Karatsuba Algorithm for Multiplication

Multiplication of long numbers is usually done by representing each number with a polynomial and then using polynomial multiplication algorithms on those.

Let's assume we want to multiply two numbers A and B. We can group the digits of each number by M digits per group.

 A= a₂ : a₁ : a₀,      a₁ and a₀ have M digits
 B= b₂ : b₁ : b₀,      b₁ and b₀ have M digits

If the numbers are expressed in base D, then we can rewrite them as sums. In most academic discussions D is taken as 2, but it's more practical to use D=2^W where W is the width of a machine word.

 A= a₂D^2M + a₁D^M+a₀
 B= b₂D^2M + b₁D^M+b₀

These can be thought of as values of P(x) and Q(x) at the point x=D^M.

 P(x)= a₂x²+a₁x+a₀
 Q(x)= b₂x²+b₁x+b₀

Now consider the polynomial R(x)

 R(x)=P(x)Q(x)

If the coefficients of R(x) can be computed efficiently, then we have an algorithm to efficiently compute AB=R(D^M).

This is the basis of many Karatsuba-like algorithms regarding multiplication. It's a well-studied field, with a known O(Nlog(N)) algorithm for input size N. However, most algorithms do not payoff for numbers that are suitable for current hardware in 2021.

The Karatsuba algorithm isn't very complex. Therefore, its complexity doesn't cost too much even for smaller numbers with 300 digits or so. Therefore, I'm going to explore it in these pages.

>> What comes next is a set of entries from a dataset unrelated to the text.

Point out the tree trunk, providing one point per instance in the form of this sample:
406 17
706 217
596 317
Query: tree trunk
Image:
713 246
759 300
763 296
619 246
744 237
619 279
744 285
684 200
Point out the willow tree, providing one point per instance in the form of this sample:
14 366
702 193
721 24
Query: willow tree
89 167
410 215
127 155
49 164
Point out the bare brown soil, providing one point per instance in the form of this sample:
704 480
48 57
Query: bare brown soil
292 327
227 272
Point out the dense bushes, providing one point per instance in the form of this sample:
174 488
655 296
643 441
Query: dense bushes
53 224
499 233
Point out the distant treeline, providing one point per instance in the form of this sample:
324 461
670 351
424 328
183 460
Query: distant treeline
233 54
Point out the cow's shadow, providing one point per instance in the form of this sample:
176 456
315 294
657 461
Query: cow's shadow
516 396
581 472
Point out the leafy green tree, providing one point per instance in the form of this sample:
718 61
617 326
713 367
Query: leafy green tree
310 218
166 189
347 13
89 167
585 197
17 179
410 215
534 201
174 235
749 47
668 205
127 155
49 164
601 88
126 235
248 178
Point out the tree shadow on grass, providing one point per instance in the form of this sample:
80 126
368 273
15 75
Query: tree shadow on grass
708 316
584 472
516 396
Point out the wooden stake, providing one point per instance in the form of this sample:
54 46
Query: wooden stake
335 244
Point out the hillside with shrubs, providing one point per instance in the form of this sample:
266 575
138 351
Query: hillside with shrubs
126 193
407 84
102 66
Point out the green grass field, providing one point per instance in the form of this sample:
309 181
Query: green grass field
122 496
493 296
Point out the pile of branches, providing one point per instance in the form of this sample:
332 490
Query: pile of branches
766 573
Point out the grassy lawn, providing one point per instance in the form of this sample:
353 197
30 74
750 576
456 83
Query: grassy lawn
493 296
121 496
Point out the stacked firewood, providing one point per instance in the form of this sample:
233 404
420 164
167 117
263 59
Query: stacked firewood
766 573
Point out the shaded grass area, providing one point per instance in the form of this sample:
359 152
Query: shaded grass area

The algorithm represents A and B with linear polynomials P(x) and Q(x):

 A= a₁:a₀= a₁D^M+a₀
 B= b₁:b₀= b₁D^M+b₀

 P(x)=a₁x+a₀
 Q(x)=b₁x+b₀

 R(x)=P(x)Q(x)= a₁b₁x²+(a₀b₁+a₁b₀)x+a₀b₀

We have three coefficients z₀, z₁ and z₂.

 R(x)=P(x)Q(x)= z₂x²+z₁x+z₀
 z₂= a₁b₁
 z₁= a₀b₁+a₁b₀
 z₀= a₀b₀

If we do it the simple way, then we have to do four multiplications. However, we can compute z₁ in terms of z₀ and z₂. This lets us reduce the number of multiplications to three.

 z₁= a₀b₁+a₁b₀
 z₁= (a₀-a₁)(b₁-b₀)+z₂+z₀

+z₂ cancels out the -a₁b₁ term, and +z₀ cancels out the -a₀b₀ term, leaving z₁ with the original value. This results in N^log₂3 multiplications instead of N². This is also the complexity of the overall algorithm, Θ(N^log₂3).

Representation of Big Numbers

Each number will be a string of WORDs. A WORD is the biggest machine word on which the CPU can make multiplications without losing the upper half. For x86, maximum register size is usable for this purpose because it has an unsigned multiplication instruction which produces a result twice as large as a register. For other architectures that don't have this, half the maximum register size must be used.

I will store numbers in little-endian order of words. Most operations proceed from least significant words to most significant. Even though it's more convenient to proceed from higher addresses to lower addresses, it gets confusing quite quickly. Therefore, I will use little-endian for now.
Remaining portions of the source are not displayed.